– Я вернусь, Крапчатый.
Она не сказала, куда. Излишне. Массивная фигура Поте Гальвеса чуть ниже наклонилась над планширом.
Киллер молчал и думал. Тереса слышала его дыхание.
– Настала пора свести старые счеты.
Он молчал. Наверху, на капитанском мостике, подсвеченные бортовыми огнями, вырисовывались два силуэта: капитан и вахтенный матрос. Глухие, немые и слепые. Отрешенные от всего, кроме своих приборов.
Они получали достаточно, чтобы их не касалось ничто из происходящего на корме. Поте Гальвес по-прежнему стоял, наклонившись, глядя на шумящую внизу черную воду.
– Вы, хозяйка, всегда знаете, что делаете… Но, сдается мне, это может плохо обернуться.
– Прежде я позабочусь о том, чтобы ты ни в чем не нуждался.
Он растерянно провел рукой по волосам:
– Да что вы, хозяйка… Одна?.. Вы уж не обижайте меня.
В его голосе прозвучала настоящая боль. И упрямство. Некоторое время оба стояли, глядя на мерцающий вдали свет маяка.
– Нас могут скрутить обоих, – мягко сказала Тереса. – Крепко скрутить.
Поте Гальвес помолчал еще. Иногда молчание подводит итоги целой жизни. Искоса глянув на телохранителя, Тереса увидела, как он снова провел рукой по волосам и чуть ссутулился, повесив голову. Как большой медведь, подумала она. Преданный и бесхитростный. Покорный и решительный, готовый платить не торгуясь. Потому что правила есть правила.
– Ну, уж там как получится, хозяйка… В конце концов, не все ли равно, где умирать.
Он оглянулся и посмотрел на кильватерную струю «Синалоа», туда, где опустилось в море тело Тео Альхарафе с привязанным пятидесятикилограммовым свинцовым грузом.
– И хорошо, – прибавил он, – что иногда можно выбирать. Если можно.

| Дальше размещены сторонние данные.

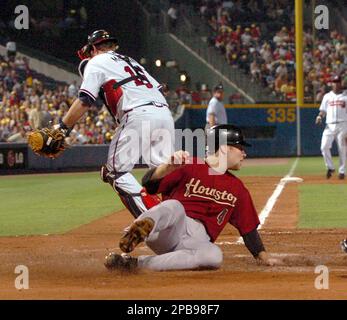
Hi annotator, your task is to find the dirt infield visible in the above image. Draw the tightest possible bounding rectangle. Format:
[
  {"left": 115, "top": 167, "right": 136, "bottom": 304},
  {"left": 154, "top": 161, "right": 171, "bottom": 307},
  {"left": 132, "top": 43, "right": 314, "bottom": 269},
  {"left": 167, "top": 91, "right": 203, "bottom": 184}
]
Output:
[{"left": 0, "top": 177, "right": 347, "bottom": 299}]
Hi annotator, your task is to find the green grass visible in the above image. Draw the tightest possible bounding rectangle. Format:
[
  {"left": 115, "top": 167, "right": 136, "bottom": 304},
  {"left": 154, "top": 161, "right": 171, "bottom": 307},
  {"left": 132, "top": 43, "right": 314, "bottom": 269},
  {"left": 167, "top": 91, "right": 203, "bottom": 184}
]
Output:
[
  {"left": 0, "top": 157, "right": 347, "bottom": 236},
  {"left": 299, "top": 184, "right": 347, "bottom": 228},
  {"left": 0, "top": 170, "right": 143, "bottom": 236},
  {"left": 239, "top": 158, "right": 295, "bottom": 177}
]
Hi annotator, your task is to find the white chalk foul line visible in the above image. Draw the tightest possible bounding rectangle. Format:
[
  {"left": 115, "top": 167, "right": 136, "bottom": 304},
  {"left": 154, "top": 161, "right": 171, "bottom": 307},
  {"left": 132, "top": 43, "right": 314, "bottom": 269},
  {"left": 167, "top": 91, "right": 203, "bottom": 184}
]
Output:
[{"left": 236, "top": 158, "right": 299, "bottom": 244}]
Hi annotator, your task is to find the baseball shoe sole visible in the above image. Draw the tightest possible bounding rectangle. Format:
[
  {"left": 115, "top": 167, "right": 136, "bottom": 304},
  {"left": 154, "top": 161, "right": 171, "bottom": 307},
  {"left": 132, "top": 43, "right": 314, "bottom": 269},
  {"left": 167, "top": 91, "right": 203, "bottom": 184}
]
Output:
[
  {"left": 104, "top": 252, "right": 137, "bottom": 271},
  {"left": 119, "top": 218, "right": 154, "bottom": 253},
  {"left": 327, "top": 169, "right": 335, "bottom": 179}
]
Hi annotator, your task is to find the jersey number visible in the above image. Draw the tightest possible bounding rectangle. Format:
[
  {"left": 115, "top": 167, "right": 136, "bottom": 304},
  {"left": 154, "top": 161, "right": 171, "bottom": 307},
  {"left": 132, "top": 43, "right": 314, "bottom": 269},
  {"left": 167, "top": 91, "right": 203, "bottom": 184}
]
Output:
[
  {"left": 217, "top": 208, "right": 228, "bottom": 226},
  {"left": 124, "top": 66, "right": 153, "bottom": 89}
]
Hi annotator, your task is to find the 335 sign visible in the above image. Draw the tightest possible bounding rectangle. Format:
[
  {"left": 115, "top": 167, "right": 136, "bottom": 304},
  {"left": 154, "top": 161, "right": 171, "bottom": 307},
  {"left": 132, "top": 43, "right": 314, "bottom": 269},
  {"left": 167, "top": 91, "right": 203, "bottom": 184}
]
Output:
[{"left": 266, "top": 108, "right": 296, "bottom": 123}]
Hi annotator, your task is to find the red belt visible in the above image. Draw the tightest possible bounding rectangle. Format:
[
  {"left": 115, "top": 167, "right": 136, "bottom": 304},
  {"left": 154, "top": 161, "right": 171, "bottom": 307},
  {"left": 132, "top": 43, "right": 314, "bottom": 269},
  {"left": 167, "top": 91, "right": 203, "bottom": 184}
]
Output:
[{"left": 124, "top": 102, "right": 169, "bottom": 114}]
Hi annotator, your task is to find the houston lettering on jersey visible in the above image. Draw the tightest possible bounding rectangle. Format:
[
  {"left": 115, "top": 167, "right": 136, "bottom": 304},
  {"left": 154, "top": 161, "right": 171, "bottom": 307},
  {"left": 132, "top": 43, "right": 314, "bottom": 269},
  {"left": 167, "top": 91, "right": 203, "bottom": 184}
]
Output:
[
  {"left": 184, "top": 178, "right": 237, "bottom": 207},
  {"left": 329, "top": 100, "right": 346, "bottom": 108}
]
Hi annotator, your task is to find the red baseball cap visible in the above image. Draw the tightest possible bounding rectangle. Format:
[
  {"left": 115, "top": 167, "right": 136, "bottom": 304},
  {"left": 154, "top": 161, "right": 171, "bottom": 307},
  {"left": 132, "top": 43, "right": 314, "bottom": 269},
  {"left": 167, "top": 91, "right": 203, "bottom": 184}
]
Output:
[{"left": 331, "top": 75, "right": 341, "bottom": 82}]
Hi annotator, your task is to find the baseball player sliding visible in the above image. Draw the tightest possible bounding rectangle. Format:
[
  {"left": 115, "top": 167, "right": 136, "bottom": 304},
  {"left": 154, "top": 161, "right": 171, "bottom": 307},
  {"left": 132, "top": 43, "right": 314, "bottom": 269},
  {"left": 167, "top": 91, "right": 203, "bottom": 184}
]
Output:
[
  {"left": 64, "top": 30, "right": 174, "bottom": 217},
  {"left": 316, "top": 76, "right": 347, "bottom": 179},
  {"left": 105, "top": 125, "right": 282, "bottom": 270}
]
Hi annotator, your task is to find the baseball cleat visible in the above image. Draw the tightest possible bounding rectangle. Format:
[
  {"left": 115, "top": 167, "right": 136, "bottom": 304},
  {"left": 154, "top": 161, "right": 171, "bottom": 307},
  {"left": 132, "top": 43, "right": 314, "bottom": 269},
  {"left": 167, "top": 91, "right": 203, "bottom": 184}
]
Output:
[
  {"left": 119, "top": 218, "right": 154, "bottom": 253},
  {"left": 104, "top": 252, "right": 137, "bottom": 271},
  {"left": 341, "top": 239, "right": 347, "bottom": 253},
  {"left": 327, "top": 169, "right": 335, "bottom": 179}
]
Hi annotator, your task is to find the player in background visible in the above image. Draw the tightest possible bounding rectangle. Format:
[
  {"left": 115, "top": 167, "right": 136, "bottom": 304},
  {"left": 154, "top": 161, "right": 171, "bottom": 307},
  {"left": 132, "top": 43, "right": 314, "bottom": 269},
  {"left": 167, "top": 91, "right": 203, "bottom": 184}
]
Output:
[
  {"left": 59, "top": 30, "right": 174, "bottom": 217},
  {"left": 105, "top": 125, "right": 282, "bottom": 270},
  {"left": 205, "top": 84, "right": 228, "bottom": 130},
  {"left": 316, "top": 76, "right": 347, "bottom": 180}
]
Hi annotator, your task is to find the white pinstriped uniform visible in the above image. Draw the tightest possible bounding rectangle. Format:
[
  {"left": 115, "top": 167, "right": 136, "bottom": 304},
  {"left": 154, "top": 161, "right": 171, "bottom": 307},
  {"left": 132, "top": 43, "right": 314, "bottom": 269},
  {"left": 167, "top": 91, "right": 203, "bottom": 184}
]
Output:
[
  {"left": 319, "top": 91, "right": 347, "bottom": 174},
  {"left": 80, "top": 51, "right": 174, "bottom": 211}
]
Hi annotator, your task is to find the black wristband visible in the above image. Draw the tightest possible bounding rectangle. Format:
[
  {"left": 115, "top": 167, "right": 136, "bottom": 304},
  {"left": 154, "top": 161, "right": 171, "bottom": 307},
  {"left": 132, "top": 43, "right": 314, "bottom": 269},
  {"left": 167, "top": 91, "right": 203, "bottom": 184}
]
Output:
[
  {"left": 142, "top": 168, "right": 161, "bottom": 194},
  {"left": 242, "top": 229, "right": 265, "bottom": 258},
  {"left": 59, "top": 119, "right": 72, "bottom": 137}
]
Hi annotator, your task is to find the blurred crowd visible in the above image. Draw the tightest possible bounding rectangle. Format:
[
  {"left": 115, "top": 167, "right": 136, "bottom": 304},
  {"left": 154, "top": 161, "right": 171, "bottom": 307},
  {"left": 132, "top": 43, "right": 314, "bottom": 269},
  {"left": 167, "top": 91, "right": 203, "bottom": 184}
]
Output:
[
  {"left": 199, "top": 0, "right": 347, "bottom": 102},
  {"left": 0, "top": 52, "right": 115, "bottom": 144},
  {"left": 0, "top": 50, "right": 212, "bottom": 145}
]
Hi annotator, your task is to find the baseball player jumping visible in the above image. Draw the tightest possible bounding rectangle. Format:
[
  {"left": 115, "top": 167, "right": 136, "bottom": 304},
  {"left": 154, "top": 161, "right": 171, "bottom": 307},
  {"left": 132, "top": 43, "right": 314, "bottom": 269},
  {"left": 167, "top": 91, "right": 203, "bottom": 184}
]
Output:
[
  {"left": 316, "top": 76, "right": 347, "bottom": 179},
  {"left": 60, "top": 30, "right": 174, "bottom": 217},
  {"left": 105, "top": 125, "right": 282, "bottom": 270}
]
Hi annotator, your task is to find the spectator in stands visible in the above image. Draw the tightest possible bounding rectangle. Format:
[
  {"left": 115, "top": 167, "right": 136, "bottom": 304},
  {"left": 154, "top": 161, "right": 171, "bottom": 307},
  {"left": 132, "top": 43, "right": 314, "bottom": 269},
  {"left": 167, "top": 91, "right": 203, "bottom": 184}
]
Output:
[
  {"left": 7, "top": 126, "right": 27, "bottom": 143},
  {"left": 200, "top": 84, "right": 212, "bottom": 104},
  {"left": 6, "top": 40, "right": 17, "bottom": 61},
  {"left": 29, "top": 101, "right": 44, "bottom": 129}
]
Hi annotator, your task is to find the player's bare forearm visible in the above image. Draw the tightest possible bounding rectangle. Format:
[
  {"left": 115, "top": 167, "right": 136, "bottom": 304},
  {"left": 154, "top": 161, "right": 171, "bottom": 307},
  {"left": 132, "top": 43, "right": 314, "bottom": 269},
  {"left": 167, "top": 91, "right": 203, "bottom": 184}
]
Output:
[
  {"left": 208, "top": 113, "right": 216, "bottom": 127},
  {"left": 151, "top": 150, "right": 190, "bottom": 180},
  {"left": 142, "top": 150, "right": 190, "bottom": 194},
  {"left": 316, "top": 111, "right": 326, "bottom": 124},
  {"left": 63, "top": 99, "right": 88, "bottom": 128}
]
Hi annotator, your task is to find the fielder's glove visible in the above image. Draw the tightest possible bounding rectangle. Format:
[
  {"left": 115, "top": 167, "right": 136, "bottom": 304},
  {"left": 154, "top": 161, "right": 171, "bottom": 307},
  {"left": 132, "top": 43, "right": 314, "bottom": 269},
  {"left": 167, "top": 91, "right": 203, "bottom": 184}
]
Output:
[{"left": 28, "top": 128, "right": 68, "bottom": 159}]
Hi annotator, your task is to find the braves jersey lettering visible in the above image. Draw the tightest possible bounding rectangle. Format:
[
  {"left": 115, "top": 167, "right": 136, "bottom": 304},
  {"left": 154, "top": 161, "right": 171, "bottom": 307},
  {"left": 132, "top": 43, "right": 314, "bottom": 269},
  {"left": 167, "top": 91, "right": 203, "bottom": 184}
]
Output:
[
  {"left": 80, "top": 51, "right": 167, "bottom": 118},
  {"left": 184, "top": 178, "right": 237, "bottom": 207},
  {"left": 158, "top": 158, "right": 259, "bottom": 242}
]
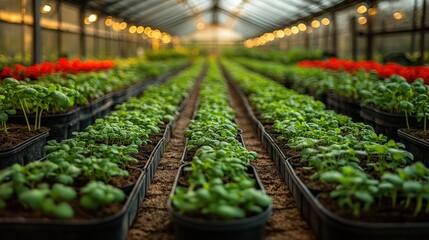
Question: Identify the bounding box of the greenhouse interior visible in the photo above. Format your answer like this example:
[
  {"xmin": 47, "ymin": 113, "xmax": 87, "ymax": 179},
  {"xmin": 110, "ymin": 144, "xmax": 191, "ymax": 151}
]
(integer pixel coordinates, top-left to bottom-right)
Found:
[{"xmin": 0, "ymin": 0, "xmax": 429, "ymax": 240}]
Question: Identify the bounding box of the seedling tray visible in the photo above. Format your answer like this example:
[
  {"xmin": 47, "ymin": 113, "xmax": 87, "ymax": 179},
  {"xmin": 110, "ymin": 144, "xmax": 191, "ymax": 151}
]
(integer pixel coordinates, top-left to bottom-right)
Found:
[
  {"xmin": 8, "ymin": 108, "xmax": 81, "ymax": 141},
  {"xmin": 0, "ymin": 169, "xmax": 145, "ymax": 240},
  {"xmin": 0, "ymin": 131, "xmax": 49, "ymax": 169},
  {"xmin": 168, "ymin": 164, "xmax": 272, "ymax": 240},
  {"xmin": 398, "ymin": 129, "xmax": 429, "ymax": 166}
]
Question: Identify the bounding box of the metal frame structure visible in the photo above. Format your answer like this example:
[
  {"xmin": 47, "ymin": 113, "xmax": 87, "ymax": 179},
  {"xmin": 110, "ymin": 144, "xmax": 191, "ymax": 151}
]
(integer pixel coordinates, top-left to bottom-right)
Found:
[{"xmin": 0, "ymin": 0, "xmax": 422, "ymax": 63}]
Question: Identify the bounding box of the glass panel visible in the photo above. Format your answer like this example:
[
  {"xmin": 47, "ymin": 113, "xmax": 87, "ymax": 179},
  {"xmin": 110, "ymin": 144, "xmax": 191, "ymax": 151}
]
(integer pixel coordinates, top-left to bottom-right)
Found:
[
  {"xmin": 0, "ymin": 22, "xmax": 24, "ymax": 63},
  {"xmin": 42, "ymin": 29, "xmax": 58, "ymax": 61},
  {"xmin": 0, "ymin": 0, "xmax": 22, "ymax": 23},
  {"xmin": 61, "ymin": 32, "xmax": 80, "ymax": 58}
]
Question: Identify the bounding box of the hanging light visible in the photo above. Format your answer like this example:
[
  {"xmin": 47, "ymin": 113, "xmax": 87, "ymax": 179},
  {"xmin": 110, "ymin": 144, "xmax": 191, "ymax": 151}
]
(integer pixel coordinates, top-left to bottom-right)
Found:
[
  {"xmin": 137, "ymin": 26, "xmax": 144, "ymax": 34},
  {"xmin": 276, "ymin": 30, "xmax": 285, "ymax": 38},
  {"xmin": 41, "ymin": 4, "xmax": 52, "ymax": 13},
  {"xmin": 88, "ymin": 13, "xmax": 98, "ymax": 23},
  {"xmin": 368, "ymin": 8, "xmax": 378, "ymax": 16},
  {"xmin": 119, "ymin": 22, "xmax": 127, "ymax": 30},
  {"xmin": 393, "ymin": 12, "xmax": 404, "ymax": 20},
  {"xmin": 128, "ymin": 26, "xmax": 137, "ymax": 33},
  {"xmin": 322, "ymin": 18, "xmax": 331, "ymax": 26},
  {"xmin": 311, "ymin": 20, "xmax": 320, "ymax": 28},
  {"xmin": 104, "ymin": 16, "xmax": 113, "ymax": 27},
  {"xmin": 356, "ymin": 5, "xmax": 367, "ymax": 14},
  {"xmin": 358, "ymin": 17, "xmax": 368, "ymax": 25},
  {"xmin": 290, "ymin": 26, "xmax": 299, "ymax": 34}
]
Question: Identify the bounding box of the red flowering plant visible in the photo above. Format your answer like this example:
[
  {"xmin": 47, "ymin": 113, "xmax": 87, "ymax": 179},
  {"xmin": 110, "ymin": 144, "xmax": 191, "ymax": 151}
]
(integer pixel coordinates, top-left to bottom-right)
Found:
[
  {"xmin": 298, "ymin": 58, "xmax": 429, "ymax": 85},
  {"xmin": 0, "ymin": 58, "xmax": 115, "ymax": 80}
]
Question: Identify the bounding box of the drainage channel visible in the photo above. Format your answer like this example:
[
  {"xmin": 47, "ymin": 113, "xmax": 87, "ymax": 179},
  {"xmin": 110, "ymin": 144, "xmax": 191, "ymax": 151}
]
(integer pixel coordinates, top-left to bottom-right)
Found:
[
  {"xmin": 127, "ymin": 69, "xmax": 203, "ymax": 240},
  {"xmin": 228, "ymin": 77, "xmax": 315, "ymax": 240}
]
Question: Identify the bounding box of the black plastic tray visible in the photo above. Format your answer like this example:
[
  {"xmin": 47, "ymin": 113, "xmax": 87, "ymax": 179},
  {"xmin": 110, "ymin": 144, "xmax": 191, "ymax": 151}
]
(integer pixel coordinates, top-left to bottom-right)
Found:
[
  {"xmin": 285, "ymin": 156, "xmax": 429, "ymax": 240},
  {"xmin": 8, "ymin": 107, "xmax": 81, "ymax": 141},
  {"xmin": 0, "ymin": 128, "xmax": 49, "ymax": 169},
  {"xmin": 398, "ymin": 129, "xmax": 429, "ymax": 166},
  {"xmin": 168, "ymin": 164, "xmax": 272, "ymax": 240}
]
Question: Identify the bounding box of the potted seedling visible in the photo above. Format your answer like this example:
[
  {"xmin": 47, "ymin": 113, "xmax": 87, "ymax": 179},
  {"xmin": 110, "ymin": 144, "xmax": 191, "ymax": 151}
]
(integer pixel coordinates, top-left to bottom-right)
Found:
[{"xmin": 0, "ymin": 78, "xmax": 49, "ymax": 168}]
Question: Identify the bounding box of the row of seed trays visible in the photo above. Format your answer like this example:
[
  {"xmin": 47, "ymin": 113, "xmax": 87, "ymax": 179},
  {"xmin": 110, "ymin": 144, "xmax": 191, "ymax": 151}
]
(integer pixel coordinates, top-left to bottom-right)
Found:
[
  {"xmin": 0, "ymin": 60, "xmax": 188, "ymax": 168},
  {"xmin": 0, "ymin": 62, "xmax": 202, "ymax": 240},
  {"xmin": 168, "ymin": 60, "xmax": 272, "ymax": 239},
  {"xmin": 234, "ymin": 59, "xmax": 429, "ymax": 165},
  {"xmin": 223, "ymin": 60, "xmax": 429, "ymax": 239}
]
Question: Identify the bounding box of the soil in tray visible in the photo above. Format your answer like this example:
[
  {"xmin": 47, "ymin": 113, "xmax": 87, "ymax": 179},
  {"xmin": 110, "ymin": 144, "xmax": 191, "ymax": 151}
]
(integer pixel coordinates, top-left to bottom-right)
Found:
[
  {"xmin": 402, "ymin": 128, "xmax": 429, "ymax": 142},
  {"xmin": 0, "ymin": 196, "xmax": 126, "ymax": 221},
  {"xmin": 318, "ymin": 193, "xmax": 429, "ymax": 223},
  {"xmin": 0, "ymin": 123, "xmax": 49, "ymax": 150},
  {"xmin": 133, "ymin": 130, "xmax": 165, "ymax": 167},
  {"xmin": 289, "ymin": 159, "xmax": 337, "ymax": 191}
]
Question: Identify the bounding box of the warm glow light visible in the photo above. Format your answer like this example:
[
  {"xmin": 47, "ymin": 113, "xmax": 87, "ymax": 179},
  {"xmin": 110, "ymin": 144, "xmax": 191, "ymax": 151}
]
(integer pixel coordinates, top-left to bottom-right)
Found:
[
  {"xmin": 358, "ymin": 17, "xmax": 367, "ymax": 25},
  {"xmin": 42, "ymin": 4, "xmax": 52, "ymax": 13},
  {"xmin": 88, "ymin": 13, "xmax": 98, "ymax": 22},
  {"xmin": 104, "ymin": 17, "xmax": 113, "ymax": 27},
  {"xmin": 112, "ymin": 22, "xmax": 121, "ymax": 32},
  {"xmin": 290, "ymin": 26, "xmax": 299, "ymax": 34},
  {"xmin": 311, "ymin": 20, "xmax": 320, "ymax": 28},
  {"xmin": 152, "ymin": 29, "xmax": 161, "ymax": 39},
  {"xmin": 368, "ymin": 8, "xmax": 377, "ymax": 16},
  {"xmin": 161, "ymin": 34, "xmax": 171, "ymax": 43},
  {"xmin": 356, "ymin": 5, "xmax": 367, "ymax": 14},
  {"xmin": 119, "ymin": 22, "xmax": 127, "ymax": 30},
  {"xmin": 144, "ymin": 27, "xmax": 152, "ymax": 35},
  {"xmin": 393, "ymin": 12, "xmax": 404, "ymax": 20},
  {"xmin": 197, "ymin": 22, "xmax": 205, "ymax": 30},
  {"xmin": 276, "ymin": 30, "xmax": 285, "ymax": 38},
  {"xmin": 322, "ymin": 18, "xmax": 331, "ymax": 26},
  {"xmin": 266, "ymin": 33, "xmax": 275, "ymax": 41},
  {"xmin": 137, "ymin": 26, "xmax": 144, "ymax": 34},
  {"xmin": 128, "ymin": 26, "xmax": 137, "ymax": 33}
]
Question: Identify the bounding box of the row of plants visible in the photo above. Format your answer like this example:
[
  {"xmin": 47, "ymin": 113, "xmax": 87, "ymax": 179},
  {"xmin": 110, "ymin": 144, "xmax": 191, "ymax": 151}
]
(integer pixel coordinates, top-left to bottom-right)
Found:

Глава 17. Мой стакан остался недопитым
Глава 17.
Мой стакан остался недопитым
Над Кульяканом, штат Синалоа, шел дождь, и дом в районе Чапультепек, казалось, был заключен в серую печаль, словно в большой воздушный пузырь. Будто существовала четкая граница между цветами и оттенками сада и свинцовыми тонами за пределами его. Самые крупные капли дождя растекались по стеклам длинными струйками, отчего все за окном выглядело волнистым, а зелень травы и кроны индийских лавров смешивались, расплываясь, с оранжевыми, белыми, лиловыми и красными пятнами цветов; однако все цвета умирали там, где вздымались высокие стены, окружающие сад. За ними существовала лишь размытая, унылая панорама, в которой за невидимым провалом русла Тамасулы едва можно было различить только две башни и большой белый купол собора, а дальше за ним, справа, выложенные желтыми изразцами башенки церкви Святилища Господня.